Cancer pain is one of the most common types of chronic pain and demonstrates nociceptive components due to tumor growth and neuropathic components due to tumor induced nerve damage. It can further involve structural damage, nerve entrapment and damage, inflammatory processes that lead to the disruption of normal tissue metabolism, the production of inflammatory prostaglandins and cytokines, and tissue damage.
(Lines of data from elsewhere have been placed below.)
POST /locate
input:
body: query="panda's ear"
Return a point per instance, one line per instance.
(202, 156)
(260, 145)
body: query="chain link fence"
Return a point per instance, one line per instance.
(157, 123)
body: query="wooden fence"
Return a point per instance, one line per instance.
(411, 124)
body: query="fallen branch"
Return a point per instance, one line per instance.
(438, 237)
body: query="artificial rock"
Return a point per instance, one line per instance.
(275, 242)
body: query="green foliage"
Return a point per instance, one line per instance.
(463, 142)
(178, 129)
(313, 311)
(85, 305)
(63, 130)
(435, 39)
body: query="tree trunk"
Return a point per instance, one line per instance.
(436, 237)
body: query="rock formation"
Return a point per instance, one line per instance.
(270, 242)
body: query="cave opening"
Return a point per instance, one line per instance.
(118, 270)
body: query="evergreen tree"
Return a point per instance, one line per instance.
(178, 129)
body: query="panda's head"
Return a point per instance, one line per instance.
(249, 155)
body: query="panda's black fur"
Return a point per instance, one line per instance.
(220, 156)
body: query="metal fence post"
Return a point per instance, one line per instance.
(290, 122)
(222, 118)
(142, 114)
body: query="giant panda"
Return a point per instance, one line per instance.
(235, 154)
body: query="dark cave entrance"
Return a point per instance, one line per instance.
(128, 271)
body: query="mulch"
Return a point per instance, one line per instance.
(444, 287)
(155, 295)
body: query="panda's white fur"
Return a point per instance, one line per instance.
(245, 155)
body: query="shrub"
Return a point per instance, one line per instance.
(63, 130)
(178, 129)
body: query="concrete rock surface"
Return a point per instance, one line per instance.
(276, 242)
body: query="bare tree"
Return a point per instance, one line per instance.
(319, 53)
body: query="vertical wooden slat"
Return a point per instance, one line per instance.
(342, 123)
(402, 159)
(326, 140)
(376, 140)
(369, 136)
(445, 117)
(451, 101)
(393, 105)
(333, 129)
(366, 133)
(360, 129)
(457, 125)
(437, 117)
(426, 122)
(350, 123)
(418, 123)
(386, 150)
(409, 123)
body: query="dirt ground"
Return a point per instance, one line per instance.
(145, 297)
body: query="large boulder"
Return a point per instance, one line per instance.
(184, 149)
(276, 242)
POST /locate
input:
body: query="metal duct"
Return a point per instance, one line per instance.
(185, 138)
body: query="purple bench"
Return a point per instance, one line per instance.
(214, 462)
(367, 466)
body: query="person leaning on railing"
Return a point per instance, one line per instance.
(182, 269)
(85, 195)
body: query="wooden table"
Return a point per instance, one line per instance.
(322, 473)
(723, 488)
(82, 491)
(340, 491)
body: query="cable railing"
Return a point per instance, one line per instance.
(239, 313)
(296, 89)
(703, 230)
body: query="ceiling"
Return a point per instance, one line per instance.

The cyclic AMP signaling pathway is the first pathway identified in regulating pain sensitivity. Recent study suggests that the cAMP receptor (the classic cAMP-dependent protein kinase (PKA)) is more closely related in regulation of acute pain while cAMP sensors (exchange proteins directly activated by cAMP (EPAC1 and EPAC2)) contribute to development of chronic pain. To date, the main analgesics employed for treatment of chronic pain are opiates and non-steroidal anti-inflammatory drugs (NSAIDS). Both classes of drugs can produce severe side-effects—NSAIDS can cause gastric ulceration and renal damage and opiates can cause nausea, constipation, confusion and dependency problems. Opioids fail to produce pain relief in all individuals suffering chronic pain, even at high doses, and development of analgesic resistance to opioids complicates their utility for long-term therapy. In particular, cancer pain treatment requires the use of unacceptably high levels of opiates bringing with it side-effects and at least 20% of treated patients still have uncontrolled pain.
Accordingly, there is a critical medical need to identify new pharmaceutically active compounds that interfere with key steps of the chronic pain process and particularly for the treatment and/or prevention of chronic nociceptive pain and/or symptoms of chronic nociceptive pain.